By Benjamin Chiou
Date: Thursday 03 Apr 2025
(Sharecast News) - Greeting cards and gifts retailer Moonpig delivered a mixed fourth-quarter update on Thursday, with full-year revenues slightly missing expectations but margins at the top end of guidance, as it unveiled plans for a new share buyback.
Ahead of the close of its financial year, which ends on 30 April, the company said annual revenues would be between £350m and £353m, up from £341.1m the year before but slightly short of the current consensus forecast of £354m.
However, adjusted EBITDA margins should be at the top of the 25-27% guidance range, with double-digit percentage growth expected in adjusted earnings per share.

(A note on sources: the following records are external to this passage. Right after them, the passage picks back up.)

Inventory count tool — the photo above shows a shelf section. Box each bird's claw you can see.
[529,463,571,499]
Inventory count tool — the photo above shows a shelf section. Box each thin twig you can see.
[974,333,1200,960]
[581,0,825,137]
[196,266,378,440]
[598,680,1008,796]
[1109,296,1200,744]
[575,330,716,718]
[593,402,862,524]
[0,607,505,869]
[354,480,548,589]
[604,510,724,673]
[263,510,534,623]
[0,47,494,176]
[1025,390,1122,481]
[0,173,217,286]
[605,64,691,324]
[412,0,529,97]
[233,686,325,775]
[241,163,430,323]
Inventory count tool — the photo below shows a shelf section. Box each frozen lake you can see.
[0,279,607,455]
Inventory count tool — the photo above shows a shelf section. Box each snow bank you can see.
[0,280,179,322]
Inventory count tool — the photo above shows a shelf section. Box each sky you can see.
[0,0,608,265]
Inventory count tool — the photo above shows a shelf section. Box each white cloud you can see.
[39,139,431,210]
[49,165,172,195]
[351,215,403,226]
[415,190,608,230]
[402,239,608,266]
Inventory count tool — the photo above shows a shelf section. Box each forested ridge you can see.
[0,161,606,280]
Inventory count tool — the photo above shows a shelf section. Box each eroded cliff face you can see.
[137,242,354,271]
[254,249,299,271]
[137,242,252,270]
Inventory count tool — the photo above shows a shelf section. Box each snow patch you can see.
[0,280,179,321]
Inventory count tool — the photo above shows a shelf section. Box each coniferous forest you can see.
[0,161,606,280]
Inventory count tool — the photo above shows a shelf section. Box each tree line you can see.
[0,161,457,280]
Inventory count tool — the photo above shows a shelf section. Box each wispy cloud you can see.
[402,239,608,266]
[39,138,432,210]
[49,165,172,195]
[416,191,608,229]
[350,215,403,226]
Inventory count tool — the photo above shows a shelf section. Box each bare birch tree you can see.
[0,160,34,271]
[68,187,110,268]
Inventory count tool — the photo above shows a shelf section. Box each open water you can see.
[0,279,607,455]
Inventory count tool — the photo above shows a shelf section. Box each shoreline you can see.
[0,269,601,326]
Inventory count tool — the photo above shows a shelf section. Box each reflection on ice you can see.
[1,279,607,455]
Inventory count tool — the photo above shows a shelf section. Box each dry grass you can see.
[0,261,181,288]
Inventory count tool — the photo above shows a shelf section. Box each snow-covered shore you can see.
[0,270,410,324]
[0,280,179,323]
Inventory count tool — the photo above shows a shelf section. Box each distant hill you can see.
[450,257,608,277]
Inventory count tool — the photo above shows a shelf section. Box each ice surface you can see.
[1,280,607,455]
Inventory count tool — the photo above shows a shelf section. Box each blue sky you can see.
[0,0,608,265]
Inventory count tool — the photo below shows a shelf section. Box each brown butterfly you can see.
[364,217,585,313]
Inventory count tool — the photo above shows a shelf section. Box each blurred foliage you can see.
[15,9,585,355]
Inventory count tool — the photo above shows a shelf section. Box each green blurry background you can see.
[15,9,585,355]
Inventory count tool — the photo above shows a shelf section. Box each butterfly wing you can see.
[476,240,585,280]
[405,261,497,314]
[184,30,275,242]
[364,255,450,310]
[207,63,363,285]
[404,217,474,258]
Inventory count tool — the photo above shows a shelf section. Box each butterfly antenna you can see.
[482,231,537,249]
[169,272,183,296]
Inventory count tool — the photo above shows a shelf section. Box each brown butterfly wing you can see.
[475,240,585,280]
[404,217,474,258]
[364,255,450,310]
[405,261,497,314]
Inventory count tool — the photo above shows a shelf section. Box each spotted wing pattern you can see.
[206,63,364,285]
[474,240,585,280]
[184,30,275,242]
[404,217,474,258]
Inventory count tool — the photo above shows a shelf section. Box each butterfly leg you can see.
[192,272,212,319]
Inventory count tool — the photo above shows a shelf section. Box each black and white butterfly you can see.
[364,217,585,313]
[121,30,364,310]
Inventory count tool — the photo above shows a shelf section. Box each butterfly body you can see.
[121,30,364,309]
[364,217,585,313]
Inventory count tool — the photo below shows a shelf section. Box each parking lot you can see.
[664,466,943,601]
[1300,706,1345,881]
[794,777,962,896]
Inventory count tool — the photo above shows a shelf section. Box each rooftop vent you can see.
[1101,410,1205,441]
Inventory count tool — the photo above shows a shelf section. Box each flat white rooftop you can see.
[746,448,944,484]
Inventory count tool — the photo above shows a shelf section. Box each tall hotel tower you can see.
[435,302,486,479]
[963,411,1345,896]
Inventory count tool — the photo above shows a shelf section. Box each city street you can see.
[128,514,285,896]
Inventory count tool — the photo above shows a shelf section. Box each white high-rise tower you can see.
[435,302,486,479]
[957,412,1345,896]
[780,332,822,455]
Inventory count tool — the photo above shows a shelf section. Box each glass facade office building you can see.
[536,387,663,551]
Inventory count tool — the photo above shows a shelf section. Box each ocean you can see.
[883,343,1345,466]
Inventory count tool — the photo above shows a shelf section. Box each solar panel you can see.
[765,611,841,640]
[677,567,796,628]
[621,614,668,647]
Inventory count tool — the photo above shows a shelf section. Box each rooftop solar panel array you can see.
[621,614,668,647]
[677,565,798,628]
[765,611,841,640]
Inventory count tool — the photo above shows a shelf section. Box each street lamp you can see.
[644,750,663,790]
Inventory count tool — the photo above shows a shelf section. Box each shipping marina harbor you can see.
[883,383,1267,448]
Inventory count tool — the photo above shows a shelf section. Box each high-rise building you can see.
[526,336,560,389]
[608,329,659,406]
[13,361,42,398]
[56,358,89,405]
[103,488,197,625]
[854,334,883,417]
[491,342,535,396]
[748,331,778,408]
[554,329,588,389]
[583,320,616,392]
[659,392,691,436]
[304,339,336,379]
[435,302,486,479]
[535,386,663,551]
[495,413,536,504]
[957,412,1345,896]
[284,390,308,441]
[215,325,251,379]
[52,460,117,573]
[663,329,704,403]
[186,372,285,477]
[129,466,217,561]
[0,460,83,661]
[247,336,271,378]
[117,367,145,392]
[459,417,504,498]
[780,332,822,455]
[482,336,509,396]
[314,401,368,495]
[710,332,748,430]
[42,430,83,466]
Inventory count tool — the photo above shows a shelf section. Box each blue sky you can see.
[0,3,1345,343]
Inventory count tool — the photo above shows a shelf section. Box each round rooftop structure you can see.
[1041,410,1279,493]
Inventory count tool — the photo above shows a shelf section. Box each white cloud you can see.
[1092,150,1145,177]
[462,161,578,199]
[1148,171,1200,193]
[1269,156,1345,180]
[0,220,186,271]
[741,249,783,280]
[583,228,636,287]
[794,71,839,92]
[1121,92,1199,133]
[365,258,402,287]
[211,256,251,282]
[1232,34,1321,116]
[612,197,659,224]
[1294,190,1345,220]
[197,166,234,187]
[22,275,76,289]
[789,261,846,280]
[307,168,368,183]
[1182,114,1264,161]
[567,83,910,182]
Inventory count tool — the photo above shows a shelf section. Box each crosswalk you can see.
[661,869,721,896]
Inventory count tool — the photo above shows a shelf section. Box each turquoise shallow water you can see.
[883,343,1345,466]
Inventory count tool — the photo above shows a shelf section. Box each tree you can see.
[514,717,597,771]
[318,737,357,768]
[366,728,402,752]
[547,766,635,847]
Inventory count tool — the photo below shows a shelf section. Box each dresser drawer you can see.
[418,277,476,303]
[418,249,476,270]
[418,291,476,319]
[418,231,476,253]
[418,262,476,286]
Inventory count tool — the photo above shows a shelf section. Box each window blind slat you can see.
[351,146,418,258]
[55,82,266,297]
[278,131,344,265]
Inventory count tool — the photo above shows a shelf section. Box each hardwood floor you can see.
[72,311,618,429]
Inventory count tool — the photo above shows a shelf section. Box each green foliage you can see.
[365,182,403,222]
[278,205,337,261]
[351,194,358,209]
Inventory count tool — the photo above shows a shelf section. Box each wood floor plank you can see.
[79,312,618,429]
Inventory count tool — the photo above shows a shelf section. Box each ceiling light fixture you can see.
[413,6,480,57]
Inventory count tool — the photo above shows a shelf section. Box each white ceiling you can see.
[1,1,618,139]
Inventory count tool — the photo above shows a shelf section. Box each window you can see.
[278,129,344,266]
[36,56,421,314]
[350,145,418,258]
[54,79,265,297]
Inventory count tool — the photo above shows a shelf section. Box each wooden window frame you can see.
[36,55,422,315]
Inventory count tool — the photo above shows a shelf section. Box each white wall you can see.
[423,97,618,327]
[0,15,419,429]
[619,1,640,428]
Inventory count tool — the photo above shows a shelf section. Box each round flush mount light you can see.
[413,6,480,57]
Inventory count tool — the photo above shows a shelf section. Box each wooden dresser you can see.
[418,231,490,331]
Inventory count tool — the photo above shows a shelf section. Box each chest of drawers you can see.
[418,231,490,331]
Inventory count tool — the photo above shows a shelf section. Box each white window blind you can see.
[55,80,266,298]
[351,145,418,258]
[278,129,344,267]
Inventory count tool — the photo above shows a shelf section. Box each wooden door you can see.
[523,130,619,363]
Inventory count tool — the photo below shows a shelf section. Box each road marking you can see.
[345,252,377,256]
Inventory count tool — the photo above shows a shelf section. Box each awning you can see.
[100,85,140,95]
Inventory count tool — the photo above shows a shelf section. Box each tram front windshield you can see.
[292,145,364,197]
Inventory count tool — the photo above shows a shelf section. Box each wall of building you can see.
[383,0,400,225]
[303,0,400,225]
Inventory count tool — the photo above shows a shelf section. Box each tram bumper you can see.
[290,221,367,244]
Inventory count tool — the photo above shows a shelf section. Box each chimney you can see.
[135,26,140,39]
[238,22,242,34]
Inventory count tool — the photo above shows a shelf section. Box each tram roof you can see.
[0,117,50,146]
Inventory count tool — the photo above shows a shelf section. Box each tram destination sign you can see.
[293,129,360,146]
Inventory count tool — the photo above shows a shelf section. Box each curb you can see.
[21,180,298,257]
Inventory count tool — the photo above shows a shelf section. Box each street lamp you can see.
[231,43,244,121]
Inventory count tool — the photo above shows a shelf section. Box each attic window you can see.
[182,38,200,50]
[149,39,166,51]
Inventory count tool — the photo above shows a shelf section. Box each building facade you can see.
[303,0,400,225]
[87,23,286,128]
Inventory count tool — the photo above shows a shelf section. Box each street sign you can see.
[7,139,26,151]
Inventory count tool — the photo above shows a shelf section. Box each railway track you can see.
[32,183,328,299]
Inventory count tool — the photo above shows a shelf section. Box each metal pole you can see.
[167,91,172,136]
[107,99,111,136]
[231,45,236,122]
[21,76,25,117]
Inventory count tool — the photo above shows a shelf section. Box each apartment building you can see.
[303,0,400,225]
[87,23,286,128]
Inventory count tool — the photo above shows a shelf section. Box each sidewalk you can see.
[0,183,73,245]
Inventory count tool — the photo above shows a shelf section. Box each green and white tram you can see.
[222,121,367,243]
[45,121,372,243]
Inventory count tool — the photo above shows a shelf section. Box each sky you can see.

The company, which operates in the UK and the Netherlands, said it saw a softer start to the second half at the Greetz division, which offers gifts like flowers, chocolate, balloons and beverages alongside the main card offering, though recent trading has improved.
Given strong free cash flow generation, the board has decided to launch a new £60m share buyback which will commence in the next financial year.
Commenting on Thursday's update, analyst David Hughes from broker Shore Capital said Moonpig continues to be a "highly cash-generative business", with high profit margins, low capex requirements and negative working capital.
"With the elevated debt levels following the Buyagift acquisition now well under control [...] this cash generation translates into a step up in the share buyback programme," Hughes said.
"Key for the business going forward will be delivering on sales in the Greetz and Buyagift divisions alongside core Moonpig brand, and with this we see the potential for a return to high-single digit growth alongside these enviable margins."